Whoever was watching the TV wasn’t watching anything good, wherever I was. They were probably watching me. And the first thing I had to do was figure out if I was still strapped down without making it obvious that I was awake.

I decided to do it like there were five brain surgeons watching me. I twitched a little. Gave them a little tremor with my hands there. They could pass that off as a nightmare. They could say He’s having a nightmare, man.

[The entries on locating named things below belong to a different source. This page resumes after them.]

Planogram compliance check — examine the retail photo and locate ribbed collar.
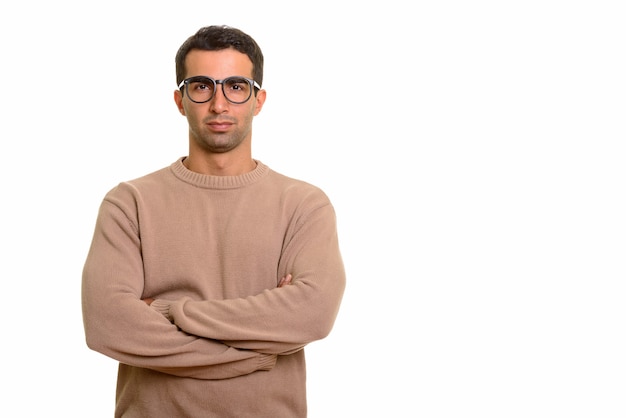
[170,157,269,189]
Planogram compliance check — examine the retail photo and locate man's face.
[174,49,265,154]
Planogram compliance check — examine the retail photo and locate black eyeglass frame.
[178,75,261,104]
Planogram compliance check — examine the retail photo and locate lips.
[207,121,233,131]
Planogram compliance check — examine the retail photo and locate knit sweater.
[82,158,345,418]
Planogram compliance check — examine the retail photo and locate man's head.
[176,26,263,86]
[174,26,266,167]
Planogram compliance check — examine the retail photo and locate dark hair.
[176,25,263,85]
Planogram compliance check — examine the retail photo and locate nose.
[209,84,229,113]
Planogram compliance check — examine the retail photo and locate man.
[82,26,345,418]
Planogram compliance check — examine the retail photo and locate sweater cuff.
[257,354,278,371]
[150,299,173,322]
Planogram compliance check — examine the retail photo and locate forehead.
[185,48,252,79]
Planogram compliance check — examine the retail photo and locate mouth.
[207,121,233,132]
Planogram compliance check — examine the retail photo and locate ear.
[174,90,186,116]
[254,90,267,116]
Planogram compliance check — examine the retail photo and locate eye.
[225,77,250,92]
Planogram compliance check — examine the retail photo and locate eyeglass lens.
[187,77,252,103]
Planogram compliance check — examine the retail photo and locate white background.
[0,0,626,418]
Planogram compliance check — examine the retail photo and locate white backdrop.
[0,0,626,418]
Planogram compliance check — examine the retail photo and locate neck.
[183,153,256,176]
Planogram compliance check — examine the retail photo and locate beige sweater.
[82,158,345,418]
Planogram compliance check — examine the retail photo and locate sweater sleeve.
[152,194,346,354]
[82,198,276,379]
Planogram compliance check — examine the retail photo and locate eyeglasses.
[178,75,261,104]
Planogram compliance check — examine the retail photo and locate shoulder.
[267,169,330,206]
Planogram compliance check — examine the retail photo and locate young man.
[82,26,345,418]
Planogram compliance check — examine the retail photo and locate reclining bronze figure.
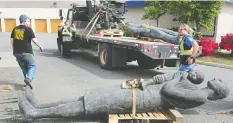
[18,71,229,119]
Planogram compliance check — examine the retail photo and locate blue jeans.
[179,63,195,72]
[14,53,36,81]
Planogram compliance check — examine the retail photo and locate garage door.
[35,19,47,32]
[4,19,16,32]
[50,19,62,32]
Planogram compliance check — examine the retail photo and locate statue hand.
[121,81,132,89]
[153,75,164,84]
[173,72,180,79]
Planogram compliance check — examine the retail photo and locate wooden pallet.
[108,109,184,123]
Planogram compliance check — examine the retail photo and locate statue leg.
[25,87,77,108]
[18,91,85,119]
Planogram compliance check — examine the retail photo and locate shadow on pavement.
[36,49,162,79]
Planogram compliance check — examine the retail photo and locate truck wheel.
[99,44,112,69]
[137,57,161,69]
[60,43,70,56]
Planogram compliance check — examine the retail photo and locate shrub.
[198,37,219,56]
[219,33,233,51]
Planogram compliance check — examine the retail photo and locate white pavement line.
[196,61,233,70]
[0,52,19,68]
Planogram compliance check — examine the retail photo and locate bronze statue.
[18,71,229,120]
[125,22,179,44]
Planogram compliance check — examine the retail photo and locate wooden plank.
[108,118,118,123]
[136,113,143,117]
[125,114,131,117]
[108,114,118,118]
[142,113,149,117]
[147,112,155,117]
[152,112,162,118]
[168,109,184,123]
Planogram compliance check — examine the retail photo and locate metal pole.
[86,15,99,37]
[81,12,99,36]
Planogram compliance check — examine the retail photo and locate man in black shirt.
[11,15,43,89]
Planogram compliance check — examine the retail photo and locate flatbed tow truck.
[57,1,189,69]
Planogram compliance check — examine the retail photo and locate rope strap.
[126,79,143,118]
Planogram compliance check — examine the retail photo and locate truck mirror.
[59,9,63,20]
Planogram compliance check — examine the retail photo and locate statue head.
[178,24,193,36]
[207,78,230,100]
[188,71,205,84]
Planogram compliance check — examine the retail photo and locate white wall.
[0,8,68,32]
[0,0,86,8]
[0,1,233,42]
[215,3,233,42]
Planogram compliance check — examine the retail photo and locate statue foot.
[17,91,37,122]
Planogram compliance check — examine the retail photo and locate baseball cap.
[19,15,30,23]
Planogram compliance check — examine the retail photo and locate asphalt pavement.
[0,33,233,123]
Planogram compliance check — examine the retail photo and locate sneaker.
[24,78,32,89]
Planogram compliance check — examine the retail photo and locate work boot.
[24,78,32,89]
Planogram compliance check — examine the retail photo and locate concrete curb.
[196,61,233,70]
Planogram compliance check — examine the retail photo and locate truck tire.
[60,42,70,57]
[99,43,112,69]
[137,57,162,69]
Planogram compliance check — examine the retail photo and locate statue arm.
[141,71,182,88]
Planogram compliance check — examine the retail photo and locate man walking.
[11,15,43,89]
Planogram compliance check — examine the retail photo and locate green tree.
[143,0,225,32]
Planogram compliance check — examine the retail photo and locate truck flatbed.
[79,35,177,47]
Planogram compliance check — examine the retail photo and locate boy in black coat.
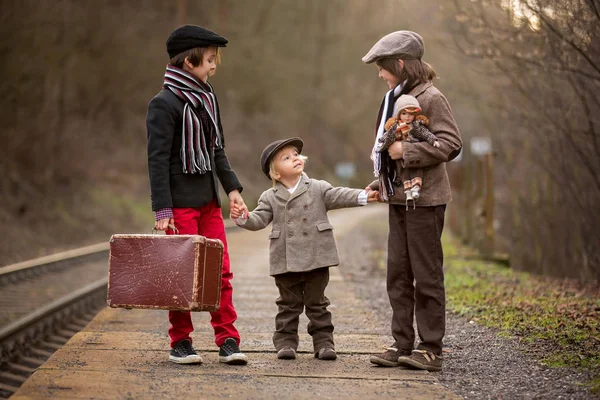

Look at his REM.

I didn’t feel any straps.

Lying there like that, trying to fool them if they were there, it reminded me of the second week at Parris Island, and what one guy did to get out of it. He just didn’t get up one morning. He just stayed in his rack with his eyes closed and didn’t respond when they turned the lights on
and started throwing the shitcans around and slobbering like a bunch of mad dogs. He just laid there. On the top rack. He didn’t move a muscle when the drill instructor walked over to him and put his mouth right next to his ear and said Well, loved one. Did you not get enough rest last night? Nobody else said anything. We never said anything where they could hear it. We heard every word he said.

We wish you’d get up with us and go eat some breakfast.

We can just go on ahead and let you arrive at your convenience.

Or should we just send you a tray and let you dine in bed?

Would that be all right with you, loved one?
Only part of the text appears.